Diziam que Horácio era o bom entre os depravados, o cordeiro escondido no covil de lobos, ou até mesmo o salvador que viera purificar aquela estirpe odiada há gerações. Dizia-se que todos os membros daquela casa eram corruptos, da velha matriarca que uma vez prendera uma criada por semanas no sótão à criança que colocava escorpiões nos pertences alheios. Diziam também que Horácio era o único capaz de conter as discussões agressivas e remediar as crises que sempre tomavam voz durante o jantar.
O que ninguém dizia era o destino da caminhada que fazia todas as noites após a sobremesa. Quando o sono transformava qualquer rancor em balbucios infantis ele desaparecia sorrateiro por duas horas.
Apenas a noite era testemunha do pecado que cometia diariamente, em solenidade de ritual.
Praticava-o silenciosamente, através de mãos delicadas e impunes para retornar à casa feliz e plácido, em sonhos de homem santo.


(imagem de Magritte)

quarta-feira, 16 de janeiro de 2008

Mini-melodrama


Era uma vez uns gritos perdidos na noite:
Capítulo1
_ Socorro, pelamodedeus alguém me ajuda que ele tá me batendo... Socorro! Tá me machucando esse desgraçado! SOCORRO!
(som de pratos e objetos se quebrando)

Capítulo 2
Depois de um silêncio breve:
_ Ai amor, não vô dormir aqui de fora não. ME DEIXA ENTRAR NESSE QUARTO AGORA!

Capítulo 3
Amorosamente:
_ Ô meu querido... já tô calminha... eu explico tudo, deixa eu entrar no quarto, sebe que te amo, esse povo fala demais. Prometo que não vou fazer nada contigo, meu querido, deixa vai... oh meu neguinho abre logo vai...

Capítulo 4
Duas horas depois e novamente aos gritos e com batidas estrondosas na porta:
_ Seu desgraçado!
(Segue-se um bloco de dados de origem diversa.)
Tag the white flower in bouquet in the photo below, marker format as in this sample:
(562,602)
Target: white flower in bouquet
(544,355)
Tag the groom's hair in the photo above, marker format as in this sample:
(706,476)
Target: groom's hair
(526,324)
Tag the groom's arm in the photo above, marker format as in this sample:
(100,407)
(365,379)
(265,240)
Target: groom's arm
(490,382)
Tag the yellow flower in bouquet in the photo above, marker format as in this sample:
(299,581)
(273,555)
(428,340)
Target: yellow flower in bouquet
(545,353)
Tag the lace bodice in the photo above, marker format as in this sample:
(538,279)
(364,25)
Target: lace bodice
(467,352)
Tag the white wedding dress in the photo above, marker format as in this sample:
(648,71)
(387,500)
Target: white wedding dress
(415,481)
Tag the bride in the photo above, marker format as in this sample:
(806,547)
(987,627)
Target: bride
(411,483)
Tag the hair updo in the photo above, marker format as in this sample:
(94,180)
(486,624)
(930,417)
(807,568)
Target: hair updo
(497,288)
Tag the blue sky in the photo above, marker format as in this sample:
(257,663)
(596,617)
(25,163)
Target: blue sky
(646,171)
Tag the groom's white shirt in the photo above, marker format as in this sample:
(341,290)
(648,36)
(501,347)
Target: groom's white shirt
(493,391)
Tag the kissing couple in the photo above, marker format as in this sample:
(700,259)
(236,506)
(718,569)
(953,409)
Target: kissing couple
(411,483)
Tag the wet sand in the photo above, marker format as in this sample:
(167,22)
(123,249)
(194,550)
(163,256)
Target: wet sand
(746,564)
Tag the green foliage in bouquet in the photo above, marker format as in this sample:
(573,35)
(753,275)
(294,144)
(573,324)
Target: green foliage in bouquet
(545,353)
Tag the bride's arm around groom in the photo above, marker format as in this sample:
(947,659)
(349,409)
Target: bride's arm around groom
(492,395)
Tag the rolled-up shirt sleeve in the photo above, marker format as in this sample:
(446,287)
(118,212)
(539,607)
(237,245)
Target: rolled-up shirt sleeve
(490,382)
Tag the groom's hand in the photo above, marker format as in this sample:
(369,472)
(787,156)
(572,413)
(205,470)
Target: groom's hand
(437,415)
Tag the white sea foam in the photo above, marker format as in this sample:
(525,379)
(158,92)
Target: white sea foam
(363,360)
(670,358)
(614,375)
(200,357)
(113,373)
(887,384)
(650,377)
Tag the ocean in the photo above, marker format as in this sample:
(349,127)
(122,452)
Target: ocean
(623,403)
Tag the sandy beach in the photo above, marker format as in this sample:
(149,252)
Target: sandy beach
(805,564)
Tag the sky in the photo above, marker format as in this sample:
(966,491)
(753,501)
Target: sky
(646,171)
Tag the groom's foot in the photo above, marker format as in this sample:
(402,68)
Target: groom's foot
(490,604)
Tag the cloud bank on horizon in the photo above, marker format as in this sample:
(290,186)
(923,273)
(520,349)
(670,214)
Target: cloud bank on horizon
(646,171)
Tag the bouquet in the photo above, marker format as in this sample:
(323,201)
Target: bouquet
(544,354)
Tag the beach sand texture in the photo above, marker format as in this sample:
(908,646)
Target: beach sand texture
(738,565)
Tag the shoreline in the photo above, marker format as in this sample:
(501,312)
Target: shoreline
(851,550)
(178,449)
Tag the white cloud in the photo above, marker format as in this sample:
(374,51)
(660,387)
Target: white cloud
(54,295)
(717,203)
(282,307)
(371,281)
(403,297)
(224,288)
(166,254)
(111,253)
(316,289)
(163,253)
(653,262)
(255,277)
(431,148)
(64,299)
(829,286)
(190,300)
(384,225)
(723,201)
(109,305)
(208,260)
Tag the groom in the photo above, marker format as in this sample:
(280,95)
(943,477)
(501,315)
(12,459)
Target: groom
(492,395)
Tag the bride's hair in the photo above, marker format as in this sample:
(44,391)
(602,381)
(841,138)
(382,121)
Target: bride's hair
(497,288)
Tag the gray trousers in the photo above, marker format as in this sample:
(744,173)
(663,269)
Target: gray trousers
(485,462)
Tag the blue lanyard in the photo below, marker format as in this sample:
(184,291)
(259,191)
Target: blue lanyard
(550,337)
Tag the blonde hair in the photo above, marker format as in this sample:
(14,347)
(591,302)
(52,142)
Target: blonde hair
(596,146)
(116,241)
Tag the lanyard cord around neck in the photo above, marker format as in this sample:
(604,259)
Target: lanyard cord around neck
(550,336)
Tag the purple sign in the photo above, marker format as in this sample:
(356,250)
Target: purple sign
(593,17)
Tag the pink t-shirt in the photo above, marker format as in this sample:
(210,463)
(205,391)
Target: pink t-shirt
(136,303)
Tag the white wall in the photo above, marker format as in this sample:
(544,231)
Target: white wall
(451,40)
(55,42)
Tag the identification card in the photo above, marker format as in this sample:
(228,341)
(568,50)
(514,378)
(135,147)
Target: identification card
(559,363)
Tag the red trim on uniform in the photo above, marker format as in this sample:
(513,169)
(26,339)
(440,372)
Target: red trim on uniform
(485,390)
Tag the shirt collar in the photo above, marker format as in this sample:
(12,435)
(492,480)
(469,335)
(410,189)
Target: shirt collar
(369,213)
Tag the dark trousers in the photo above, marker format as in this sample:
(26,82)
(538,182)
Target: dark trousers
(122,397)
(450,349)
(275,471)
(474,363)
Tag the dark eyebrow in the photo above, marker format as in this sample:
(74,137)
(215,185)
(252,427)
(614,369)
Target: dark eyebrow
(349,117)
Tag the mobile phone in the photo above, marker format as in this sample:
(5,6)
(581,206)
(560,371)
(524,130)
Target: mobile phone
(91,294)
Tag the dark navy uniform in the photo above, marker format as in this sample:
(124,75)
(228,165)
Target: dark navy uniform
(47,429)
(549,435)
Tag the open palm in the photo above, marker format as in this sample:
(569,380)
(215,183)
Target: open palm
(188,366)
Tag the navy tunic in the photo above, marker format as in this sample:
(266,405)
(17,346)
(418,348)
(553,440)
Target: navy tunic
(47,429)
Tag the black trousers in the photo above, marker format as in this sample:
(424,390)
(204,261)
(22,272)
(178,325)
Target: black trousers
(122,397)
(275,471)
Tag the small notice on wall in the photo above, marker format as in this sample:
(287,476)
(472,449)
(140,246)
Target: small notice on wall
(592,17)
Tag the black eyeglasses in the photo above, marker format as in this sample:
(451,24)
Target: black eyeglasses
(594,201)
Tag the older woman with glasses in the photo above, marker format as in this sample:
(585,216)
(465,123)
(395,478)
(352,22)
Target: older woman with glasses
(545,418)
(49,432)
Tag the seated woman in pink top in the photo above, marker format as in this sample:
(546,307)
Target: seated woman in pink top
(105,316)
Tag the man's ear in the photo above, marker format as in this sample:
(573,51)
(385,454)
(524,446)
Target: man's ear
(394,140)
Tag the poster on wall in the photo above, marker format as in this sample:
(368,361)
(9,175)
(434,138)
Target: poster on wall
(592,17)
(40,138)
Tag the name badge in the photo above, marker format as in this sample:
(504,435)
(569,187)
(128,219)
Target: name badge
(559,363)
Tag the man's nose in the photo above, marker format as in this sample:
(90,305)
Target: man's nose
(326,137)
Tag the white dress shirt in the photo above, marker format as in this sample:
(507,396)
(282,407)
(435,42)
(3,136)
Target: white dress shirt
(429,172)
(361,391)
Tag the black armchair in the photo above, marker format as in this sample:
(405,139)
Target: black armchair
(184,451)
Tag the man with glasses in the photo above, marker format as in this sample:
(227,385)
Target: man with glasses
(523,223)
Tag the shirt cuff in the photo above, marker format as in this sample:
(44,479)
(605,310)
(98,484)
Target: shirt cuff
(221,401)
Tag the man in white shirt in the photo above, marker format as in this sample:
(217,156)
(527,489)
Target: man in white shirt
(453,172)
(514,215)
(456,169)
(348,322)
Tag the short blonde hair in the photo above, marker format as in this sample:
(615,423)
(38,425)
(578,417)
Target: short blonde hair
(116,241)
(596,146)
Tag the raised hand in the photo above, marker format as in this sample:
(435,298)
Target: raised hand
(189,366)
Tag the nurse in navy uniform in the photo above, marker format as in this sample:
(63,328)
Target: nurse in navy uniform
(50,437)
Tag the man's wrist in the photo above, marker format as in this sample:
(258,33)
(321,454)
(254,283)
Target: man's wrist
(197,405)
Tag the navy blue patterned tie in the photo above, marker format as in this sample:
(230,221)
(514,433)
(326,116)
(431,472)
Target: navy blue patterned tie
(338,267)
Me dá pelo menos o meu maço de cigarros
...


(imagem de Di Cavalcanti)

terça-feira, 15 de janeiro de 2008

Volta


Em reviravoltas a gente revive até o presente...
E de repente, seja mergulhando no aconchego do colo materno, dentro da natureza morta de uma trilha esquecida do cerrado, ou nos olhos carinhosos dos amigos eternos as lembranças assaltam com uma ânsia violenta:
_ Lembra que quando te conheci achei que você era outra pessoa?
_ Está parecendo aquela época das tempestades...
_ E quando você me fez pular o muro para entrar naquela festa?
Mais do que nunca a gente se deixa transformar em colcha de retalhos e tem a certeza de que reencontrar os fantasmas ajuda a sorver a intensidade do agora! Desejando que todas essas lembranças que ainda abarrotam a cabeça do recém-chegado possam diluir-se numa ficção natural e orgânica como frutos silvestres...
A casa ainda é a mesma, São Paulo parece mais cheia e o coração aguarda os reencontros do presente.
Fui muito bom recolher tantas lembranças e carinho deixados... é muito bom estar de volta!

(pés desfocados da esquerda para direita: Lawrence, Maria Cláudia, eu e Gabriel na rodoviária de Sacramento... e atendendo a pedidos o blog terá mudanças de cor e talvez até de formatação... muitas pessoas tem dificuldade em ler letras brancas em fundo preto. Nas próximas semanas pode ser que faça vários testes, sintam-se à vontade para opiniar!)